Oh, yeah, by the way, a few years ago, I had occasion to pick up a clarinet, and I could still play the first solo (Abide With Me) that I had played in Church, some sixty-or-so-years before. I guess finger memory never goes away. Hey. thanks for starting the thread. It became a real blast from the past, for me.
Gene
mandopete
Dec-18-2008, 11:12am
Excellent story Gene - it kinda reminds of the story of how Bill Monroe was driven to the mandolin by his brothers as that was the only instrument that was left.
Philphool
Dec-18-2008, 12:11pm
Piano - age 7, hated it :(
Clarinet - age 12 , pretty much fun :)
Guitar - (Beatles, you know) age 14, Real fun
Banjo - age 32 , a challenge :(
Back to Guitar :cool:
Mandolin - age 56 , BEST THING IN THE WORLD! :mandosmiley:
My first instrument was the clarinet as well, and then on to the bassoon, and then the mandolin. The result is that I started out very melody-centric (as opposed to chord-centric) in my playing.

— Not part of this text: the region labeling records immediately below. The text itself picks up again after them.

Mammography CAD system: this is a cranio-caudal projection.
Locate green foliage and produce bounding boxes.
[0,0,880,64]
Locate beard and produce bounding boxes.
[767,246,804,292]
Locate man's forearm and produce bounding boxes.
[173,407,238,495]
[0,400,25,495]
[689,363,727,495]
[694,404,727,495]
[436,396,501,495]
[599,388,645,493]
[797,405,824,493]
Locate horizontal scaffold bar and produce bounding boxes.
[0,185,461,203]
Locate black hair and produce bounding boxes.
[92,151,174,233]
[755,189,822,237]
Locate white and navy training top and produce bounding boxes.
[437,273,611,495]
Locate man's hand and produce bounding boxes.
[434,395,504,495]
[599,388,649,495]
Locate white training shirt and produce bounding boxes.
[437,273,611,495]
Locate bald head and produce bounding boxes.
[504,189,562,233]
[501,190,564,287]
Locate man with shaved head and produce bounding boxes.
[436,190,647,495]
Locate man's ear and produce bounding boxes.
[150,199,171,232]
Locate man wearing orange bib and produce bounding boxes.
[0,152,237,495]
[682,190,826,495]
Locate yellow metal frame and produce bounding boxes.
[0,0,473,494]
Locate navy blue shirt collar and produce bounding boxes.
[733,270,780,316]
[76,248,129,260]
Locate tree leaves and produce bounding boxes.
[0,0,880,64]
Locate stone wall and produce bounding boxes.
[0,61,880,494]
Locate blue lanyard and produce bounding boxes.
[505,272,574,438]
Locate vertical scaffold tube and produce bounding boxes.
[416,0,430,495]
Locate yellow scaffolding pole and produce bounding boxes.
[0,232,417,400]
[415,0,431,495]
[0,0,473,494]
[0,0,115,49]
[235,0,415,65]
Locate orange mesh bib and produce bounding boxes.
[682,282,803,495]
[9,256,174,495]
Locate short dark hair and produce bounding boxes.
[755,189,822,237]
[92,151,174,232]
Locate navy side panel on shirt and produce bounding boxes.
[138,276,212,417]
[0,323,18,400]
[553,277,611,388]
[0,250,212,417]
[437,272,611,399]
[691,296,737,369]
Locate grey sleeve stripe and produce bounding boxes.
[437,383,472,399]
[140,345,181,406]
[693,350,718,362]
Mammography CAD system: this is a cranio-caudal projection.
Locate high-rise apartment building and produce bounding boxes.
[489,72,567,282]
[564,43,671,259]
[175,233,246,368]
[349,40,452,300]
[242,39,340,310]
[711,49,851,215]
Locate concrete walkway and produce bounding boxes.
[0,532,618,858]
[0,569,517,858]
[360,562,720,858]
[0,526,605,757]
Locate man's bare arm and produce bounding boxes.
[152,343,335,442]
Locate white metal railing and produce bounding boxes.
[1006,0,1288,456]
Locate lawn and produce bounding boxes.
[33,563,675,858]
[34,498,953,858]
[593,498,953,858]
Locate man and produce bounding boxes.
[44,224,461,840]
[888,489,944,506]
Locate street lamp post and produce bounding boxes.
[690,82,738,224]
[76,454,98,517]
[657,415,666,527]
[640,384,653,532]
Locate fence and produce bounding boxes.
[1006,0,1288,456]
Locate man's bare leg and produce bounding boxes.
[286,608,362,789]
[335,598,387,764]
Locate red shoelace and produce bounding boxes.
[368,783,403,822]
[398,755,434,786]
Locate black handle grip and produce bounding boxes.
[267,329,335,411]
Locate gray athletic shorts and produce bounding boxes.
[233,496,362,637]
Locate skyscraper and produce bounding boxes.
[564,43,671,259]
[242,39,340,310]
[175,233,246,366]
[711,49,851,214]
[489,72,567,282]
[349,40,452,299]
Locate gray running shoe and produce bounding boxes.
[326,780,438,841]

I think it makes a huge difference. An extreme melody-centric player envisions a tune as a long string of notes, and often can fail to hear the chords and chord fragments he is playing through.
An extreme chord-centric sees "playing the tune" as throwing any bunch of notes in there that work with the chord being played.
Both extremes are obviously limiting.
I don't think I would want to go back to an instrument that can only play one note at a time.
Ted Eschliman
Dec-19-2008, 6:00am
Clarinet for me in 4th & 5th grade, but I forsook reed moistening for slide greasing in Middle School and majored in trombone through college and grad school. I picked up the guitar about the same time, but gave that up for the mandolin 11 years ago.
Haven't looked back since. It took me 40 years to discover the mandolin was my true voice.